On 23 August 2019 Martschini was signed to an early three-year contract extension by Zug worth CHF 2.175 million through the 2022/23 season.

==Career statistics==
===Regular season and playoffs===
| | | Regular season | | Playoffs | | | | | | | | |
| Season | Team | League | GP | G | A | Pts | PIM | GP | G | A | Pts | PIM |
| 2008–09 | EV Zug | Elite Jr. A | 3 | 0 | 0 | 0 | 0 | — | — | — | — | — |
| 2009–10 | EV Zug | Elite Jr. A | 17 | 14 | 13 | 27 | 2 | 7 | 7 | 2 | 9 | 8 |
| 2010–11 | Peterborough Petes | OHL | 61 | 20 | 38 | 58 | 12 | — | — | — | — | — |
| 2011–12 | Peterborough Petes | OHL | 63 | 21 | 35 | 56 | 8 | — | — | — | — | — |
| 2012–13 | EV Zug | Elite Jr.
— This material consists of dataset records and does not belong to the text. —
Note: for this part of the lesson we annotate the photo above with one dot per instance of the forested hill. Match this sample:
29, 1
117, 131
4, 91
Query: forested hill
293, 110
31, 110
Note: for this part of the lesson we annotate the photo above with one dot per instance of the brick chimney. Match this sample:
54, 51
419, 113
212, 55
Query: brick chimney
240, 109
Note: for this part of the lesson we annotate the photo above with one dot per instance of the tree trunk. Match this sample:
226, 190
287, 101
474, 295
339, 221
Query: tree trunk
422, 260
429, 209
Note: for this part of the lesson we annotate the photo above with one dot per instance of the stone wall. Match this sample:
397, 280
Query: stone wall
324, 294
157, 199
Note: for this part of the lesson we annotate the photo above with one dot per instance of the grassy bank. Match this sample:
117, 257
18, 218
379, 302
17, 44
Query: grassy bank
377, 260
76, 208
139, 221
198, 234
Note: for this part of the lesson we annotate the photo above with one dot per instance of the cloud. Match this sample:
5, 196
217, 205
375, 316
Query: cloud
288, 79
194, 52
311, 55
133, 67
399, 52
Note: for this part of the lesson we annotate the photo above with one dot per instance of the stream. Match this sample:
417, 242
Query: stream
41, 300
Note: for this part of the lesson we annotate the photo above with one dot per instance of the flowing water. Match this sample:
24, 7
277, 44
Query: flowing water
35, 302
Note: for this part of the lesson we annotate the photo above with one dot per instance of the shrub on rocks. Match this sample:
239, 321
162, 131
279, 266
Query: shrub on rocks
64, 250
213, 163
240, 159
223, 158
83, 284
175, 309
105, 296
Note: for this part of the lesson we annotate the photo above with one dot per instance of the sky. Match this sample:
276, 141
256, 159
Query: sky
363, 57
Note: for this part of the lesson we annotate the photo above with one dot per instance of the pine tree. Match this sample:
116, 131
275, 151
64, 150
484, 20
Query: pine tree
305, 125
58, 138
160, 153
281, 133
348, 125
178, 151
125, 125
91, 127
A | 1 | 0 | 0 | 0 | 0 | — | — | — | — | — |
| 2012–13 | EV Zug | NLA | 39 | 17 | 13 | 30 | 4 | 14 | 4 | 10 | 14 | 0 |
| 2013–14 | EV Zug | NLA | 50 | 15 | 12 | 27 | 2 | — | — | — | — | — |
| 2014–15 | EV Zug | NLA | 50 | 23 | 24 | 47 | 2 | 6 | 1 | 4 | 5 | 0 |
| 2015–16 | EV Zug | NLA | 50 | 26 | 28 | 54 | 6 | 4 | 0 | 5 | 5 | 0 |
| 2016–17 | EV Zug | NLA | 50 | 23 | 26 | 49 | 6 | 16 | 1 | 9 | 10 | 4 |
| 2017–18 | EV Zug | NL | 46 | 15 | 17 | 32 | 6 | 5 | 1 | 1 | 2 | 6 |
| 2018–19 | EV Zug | NL | 50 | 22 | 22 | 44 | 6 | 14 | 7 | 10 | 17 | 0 |
| 2019–20 | EV Zug | NL | 49 | 10 | 26 | 36 | 2 | — | — | — | — | — |
| 2020–21 | EV Zug | NL | 49 | 7 | 27 | 34 | 12 | 13 | 5 | 4 | 9 | 0 |
| 2021–22 | EV Zug | NL | 36 | 14 | 15 | 29 | 4 | — | — | — | — | — |
| NL totals | 469 | 172 | 210 | 382 | 50 | 72 | 19 | 43 | 62 | 10 | | |

===International===
| Year | Team | Event | Result | | GP | G | A | Pts | PIM |
| 2010 | Switzerland | WJC18 | 5th | 6 | 1 | 2 | 3 | 2 |
| 2011 | Switzerland | WJC18 | 7th | 6 | 2 | 4 | 6 | 0 |
| 2012 | Switzerland | WJC | 8th | 6 | 0 | 1 | 1 | 0 |
| 2013 | Switzerland | WJC | 6th | 6 | 1 | 5 | 6 | 0 |
| 2016 | Switzerland | WC | 11th | 4 | 0 | 1 | 1 | 0 |
| 2019 | Switzerland | WC | 8th | 8 | 1 | 6 | 7 | 0 |
| Junior totals | 24 | 4 | 12 | 16 | 2 | | | |
| Senior totals | 12 | 1 | 7 | 8 | 0 | | | |

Personal Life
Lino is married to Cynthia Shaw since 2016. They share two kids.